Lot 3020. An extremely rare and superb jade ceremonial blade, yazhang, Shimao Culture, Shaanxi, Neolithic period; 37.5 cm, 14 3/4 in. Estimate 1,600,000 — 2,000,000 HKD. Lot sold 4,320,000 HKD. © Sotheby's 2018
with an elongated form flaring slightly towards the arched cutting edge with one subtly bevelled side, the opposite end flanked by angular projections and centred with a pierced aperture, each side finely incised with parallel lines, one with an additional incised triangular marking, the surface lustrously patinated to a variegated olive-green and brown colour highlighted with attractive beige striations.
Provenance: J.T. Tai & Co., New York, 1963.
Collection of Arthur M. Sackler.
Christie's New York, 13th/14th September 2012, lot 1002.
Note: Jade blades with teeth-like protrusions such as the present example are known as yazhang. Originating from the Longshan Culture in the Neolithic period, the distribution of the earliest prototypes is predominantly found in Shandong and Shaanxi Shenmu Shimao in the lower and central regions of the Yellow River. The production of yazhang was popular in the Xia and Shang dynasties but was abandoned by the late Shang dynasty. According to archaeological research and findings, Shimao yazhang can be dated to the late Longshan period to the Xia dynasty, making these enigmatic objects 4000 years old.
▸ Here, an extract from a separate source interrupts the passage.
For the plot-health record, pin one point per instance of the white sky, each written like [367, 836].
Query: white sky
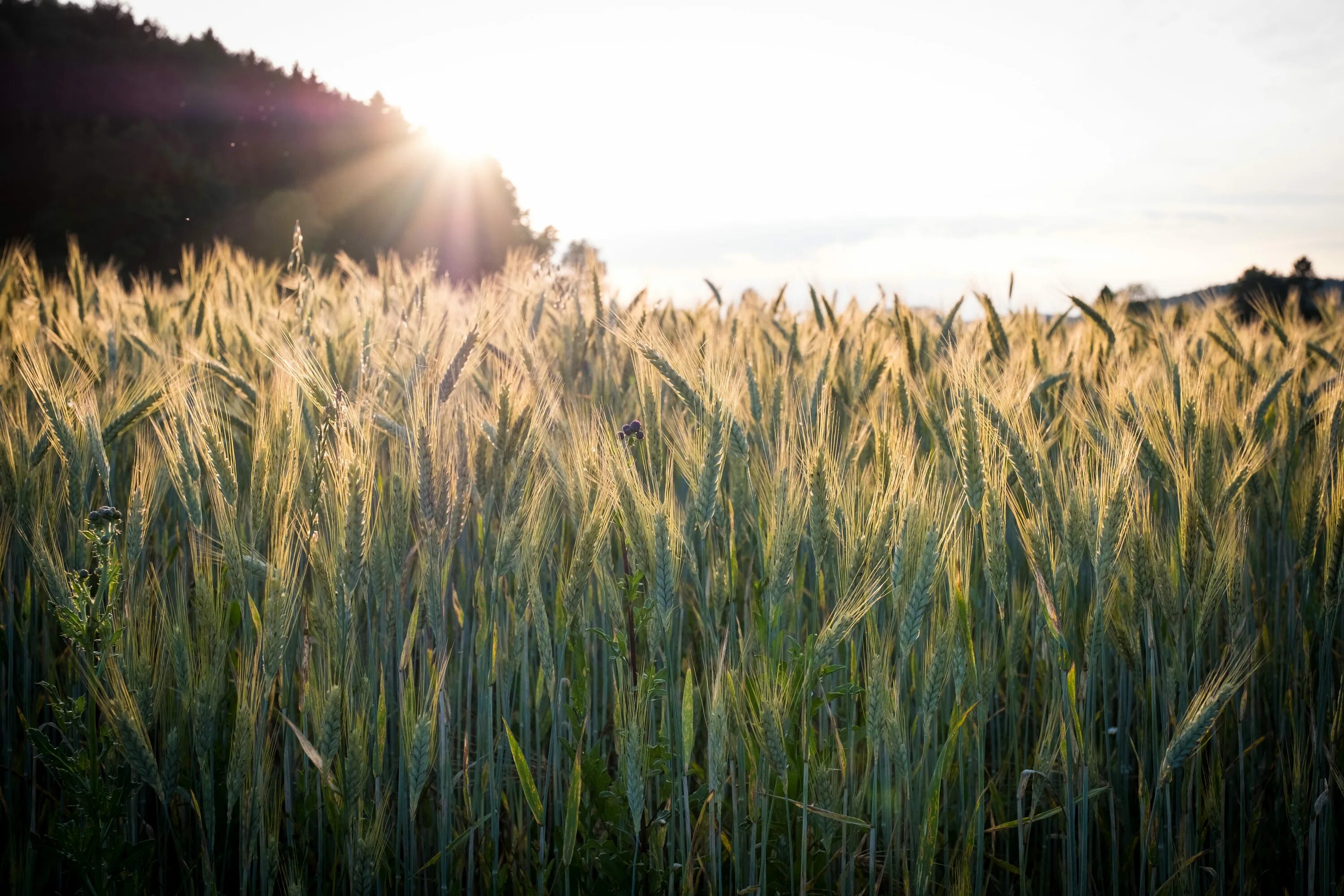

The function of yazhang has been an area of discussion and interpretations of it as a military implement have been suggested in ancient texts such as Zhouli [Rites of Zhou] Office of Spring, Dianrui, as well as Zheng Xuan's commentaries in the Eastern Han dynasty. Archaeological excavations from sacrificial pits have, however, indicated that yazhang was in fact ceremonial objects.